Confronté à une résistance ukrainienne tenace, alimentée par l’aide militaire occidentale, Vladimir Poutine avait lui-même fait une allusion à la bombe atomique dans un discours télévisé le 21 septembre. Il s’était dit prêt à utiliser « tous les moyens » dans son arsenal face à l’Occident, qu’il avait accusé de vouloir « détruire » la Russie. « Ce n’est pas du bluff », avait-il assuré.
Selon les experts, de telles attaques emploieraient probablement des armes nucléaires tactiques – plus petites en charge explosive qu’une arme nucléaire stratégique.
Risque d’un « Armageddon »
Joe Biden a récemment estimé que le monde était pour la première fois depuis la guerre froide confronté au risque d’un « Armageddon », c’est-à-dire d’une « apocalypse nucléaire ».
La « principale priorité » est d’éviter une guerre entre puissances nucléaires qui aurait des « conséquences catastrophiques », a déclaré mercredi la diplomatie russe. « Dans la situation difficile et turbulente que nous traversons, qui est le résultat d’actions irresponsables et éhontées visant à saper notre sécurité nationale, la principale priorité est de prévenir tout affrontement entre puissances nucléaires », a affirmé dans un communiqué le ministère russe des Affaires étrangères. Si les pays occidentaux aidant l’Ukraine continuent de « se tenir au seuil d’un conflit armé direct (avec Moscou) et d’encourager les provocations avec des armes de destruction massive », cela pourrait avoir des « conséquences catastrophiques », a ajouté la diplomatie russe. « La Russie reste guidée par le principe selon lequel une guerre nucléaire, dans laquelle il ne peut y avoir de vainqueur, est inadmissible et ne doit jamais éclater », a souligné le ministère.

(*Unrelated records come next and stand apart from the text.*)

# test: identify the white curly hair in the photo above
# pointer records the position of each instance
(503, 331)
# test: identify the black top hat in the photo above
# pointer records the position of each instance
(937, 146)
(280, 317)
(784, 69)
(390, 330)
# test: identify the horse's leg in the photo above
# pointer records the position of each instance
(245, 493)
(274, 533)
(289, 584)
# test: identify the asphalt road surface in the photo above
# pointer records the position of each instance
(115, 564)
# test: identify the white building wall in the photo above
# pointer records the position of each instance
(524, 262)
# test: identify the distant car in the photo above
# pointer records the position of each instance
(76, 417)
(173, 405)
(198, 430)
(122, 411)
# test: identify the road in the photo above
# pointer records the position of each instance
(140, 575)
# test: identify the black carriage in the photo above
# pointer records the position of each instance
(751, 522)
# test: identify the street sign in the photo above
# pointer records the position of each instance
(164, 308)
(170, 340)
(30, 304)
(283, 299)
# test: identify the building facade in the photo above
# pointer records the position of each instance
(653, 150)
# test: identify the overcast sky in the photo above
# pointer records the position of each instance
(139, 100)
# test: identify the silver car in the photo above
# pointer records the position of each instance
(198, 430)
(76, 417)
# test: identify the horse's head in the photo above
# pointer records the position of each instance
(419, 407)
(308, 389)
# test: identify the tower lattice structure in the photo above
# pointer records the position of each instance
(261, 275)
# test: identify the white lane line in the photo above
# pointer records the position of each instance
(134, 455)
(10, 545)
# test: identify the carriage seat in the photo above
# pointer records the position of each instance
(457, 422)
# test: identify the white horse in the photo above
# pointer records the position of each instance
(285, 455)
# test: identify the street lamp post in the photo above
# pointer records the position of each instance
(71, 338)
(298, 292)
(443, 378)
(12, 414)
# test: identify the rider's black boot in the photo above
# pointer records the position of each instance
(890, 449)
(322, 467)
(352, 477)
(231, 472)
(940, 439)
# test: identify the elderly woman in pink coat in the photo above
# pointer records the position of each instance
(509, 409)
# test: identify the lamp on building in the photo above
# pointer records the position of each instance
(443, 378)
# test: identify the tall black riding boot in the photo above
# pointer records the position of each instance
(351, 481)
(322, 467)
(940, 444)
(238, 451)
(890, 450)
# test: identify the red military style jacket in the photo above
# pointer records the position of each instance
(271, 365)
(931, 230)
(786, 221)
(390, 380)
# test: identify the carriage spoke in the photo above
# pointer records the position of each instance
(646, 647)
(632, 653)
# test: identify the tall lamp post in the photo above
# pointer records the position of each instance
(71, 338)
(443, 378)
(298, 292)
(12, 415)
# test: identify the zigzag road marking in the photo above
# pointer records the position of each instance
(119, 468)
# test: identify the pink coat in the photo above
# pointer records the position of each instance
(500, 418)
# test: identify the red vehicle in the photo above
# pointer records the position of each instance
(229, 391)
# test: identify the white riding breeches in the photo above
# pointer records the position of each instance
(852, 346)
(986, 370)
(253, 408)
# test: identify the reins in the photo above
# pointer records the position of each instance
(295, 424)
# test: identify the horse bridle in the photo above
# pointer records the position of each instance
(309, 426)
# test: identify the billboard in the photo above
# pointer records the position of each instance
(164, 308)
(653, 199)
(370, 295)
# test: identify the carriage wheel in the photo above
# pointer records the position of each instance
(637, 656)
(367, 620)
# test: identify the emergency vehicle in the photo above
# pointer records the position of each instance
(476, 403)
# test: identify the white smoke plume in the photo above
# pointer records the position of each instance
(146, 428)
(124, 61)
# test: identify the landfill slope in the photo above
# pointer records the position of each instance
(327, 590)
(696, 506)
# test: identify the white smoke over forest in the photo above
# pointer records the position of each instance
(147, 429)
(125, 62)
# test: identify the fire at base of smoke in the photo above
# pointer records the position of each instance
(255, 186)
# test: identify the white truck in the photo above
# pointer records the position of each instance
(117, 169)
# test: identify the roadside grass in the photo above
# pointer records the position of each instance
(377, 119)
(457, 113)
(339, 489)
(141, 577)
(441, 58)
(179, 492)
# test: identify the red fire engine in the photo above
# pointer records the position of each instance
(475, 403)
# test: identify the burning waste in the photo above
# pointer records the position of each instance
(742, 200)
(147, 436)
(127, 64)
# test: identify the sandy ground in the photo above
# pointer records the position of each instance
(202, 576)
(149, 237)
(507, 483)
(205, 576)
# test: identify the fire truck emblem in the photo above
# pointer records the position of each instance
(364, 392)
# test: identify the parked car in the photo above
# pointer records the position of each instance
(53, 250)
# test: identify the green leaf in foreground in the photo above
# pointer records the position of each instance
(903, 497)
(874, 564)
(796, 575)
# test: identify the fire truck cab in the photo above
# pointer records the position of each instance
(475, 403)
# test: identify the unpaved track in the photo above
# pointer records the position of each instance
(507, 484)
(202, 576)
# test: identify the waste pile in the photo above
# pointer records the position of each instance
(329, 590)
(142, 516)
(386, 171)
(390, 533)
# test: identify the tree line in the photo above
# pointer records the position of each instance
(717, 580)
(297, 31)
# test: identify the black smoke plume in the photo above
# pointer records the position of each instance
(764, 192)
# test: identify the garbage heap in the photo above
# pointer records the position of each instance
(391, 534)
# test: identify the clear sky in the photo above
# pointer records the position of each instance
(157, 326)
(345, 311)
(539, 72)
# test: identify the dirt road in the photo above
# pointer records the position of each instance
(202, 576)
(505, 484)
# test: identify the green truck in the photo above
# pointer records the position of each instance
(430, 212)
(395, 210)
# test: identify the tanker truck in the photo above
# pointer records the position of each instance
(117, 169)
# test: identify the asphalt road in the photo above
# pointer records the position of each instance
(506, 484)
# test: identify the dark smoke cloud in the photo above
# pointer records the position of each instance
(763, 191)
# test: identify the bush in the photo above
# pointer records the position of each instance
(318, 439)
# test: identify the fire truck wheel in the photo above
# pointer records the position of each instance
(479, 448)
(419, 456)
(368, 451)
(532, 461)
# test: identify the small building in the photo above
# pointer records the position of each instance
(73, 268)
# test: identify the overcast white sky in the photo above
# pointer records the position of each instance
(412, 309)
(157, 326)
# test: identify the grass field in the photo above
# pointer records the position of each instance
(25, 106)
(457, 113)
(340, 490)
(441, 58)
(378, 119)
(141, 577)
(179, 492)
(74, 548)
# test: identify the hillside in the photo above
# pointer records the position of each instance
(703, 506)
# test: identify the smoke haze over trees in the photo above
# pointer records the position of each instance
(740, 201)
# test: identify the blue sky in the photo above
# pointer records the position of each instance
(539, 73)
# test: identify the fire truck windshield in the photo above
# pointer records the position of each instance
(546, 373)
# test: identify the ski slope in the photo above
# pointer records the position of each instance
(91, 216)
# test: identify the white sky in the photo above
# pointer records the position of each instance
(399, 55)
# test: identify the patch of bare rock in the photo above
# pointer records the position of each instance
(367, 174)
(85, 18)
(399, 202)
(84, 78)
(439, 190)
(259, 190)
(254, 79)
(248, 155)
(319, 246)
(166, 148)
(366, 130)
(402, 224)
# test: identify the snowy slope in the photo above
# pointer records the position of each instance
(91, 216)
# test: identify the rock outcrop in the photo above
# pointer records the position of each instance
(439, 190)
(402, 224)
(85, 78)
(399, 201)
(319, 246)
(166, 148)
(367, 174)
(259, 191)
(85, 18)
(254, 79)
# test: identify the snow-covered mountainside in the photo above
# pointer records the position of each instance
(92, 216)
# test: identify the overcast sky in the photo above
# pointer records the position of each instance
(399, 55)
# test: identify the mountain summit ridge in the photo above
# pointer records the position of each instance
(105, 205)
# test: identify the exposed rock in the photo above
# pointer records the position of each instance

Sur un autre plan, la Corée du Nord « fournit de manière dissimulée une aide à la guerre de la Russie contre l’Ukraine », a par ailleurs accusé John Kirby. Il a évoqué un « nombre important » d’obus que la Corée du Nord expédie en « essayant de faire croire qu’ils sont envoyés au Moyen-Orient ou en Afrique ».
Sur le front, l’état-major ukrainien a rapporté mercredi des combats surtout dans l’Est et des bombardements sur 25 localités dans l’Est, le centre et le Sud. Le gouverneur de la région de Donetsk, dans l’Est, Pavlo Kyrylenko, a rapporté la mort de 4 civils ces dernières 24 heures. Des journalistes ont constaté d’importantes destructions dans le village de Bilozirka, sur le front de Kherson, dans le Sud, la capitale régionale où les forces russes fortifient leurs positions en vue d’un prochain assaut ukrainien. À Bilozirka, les forces russes tirent des salves depuis l’extrémité sud de la route, où elles sont retranchées depuis leur retrait de ce village au cours du mois de mars.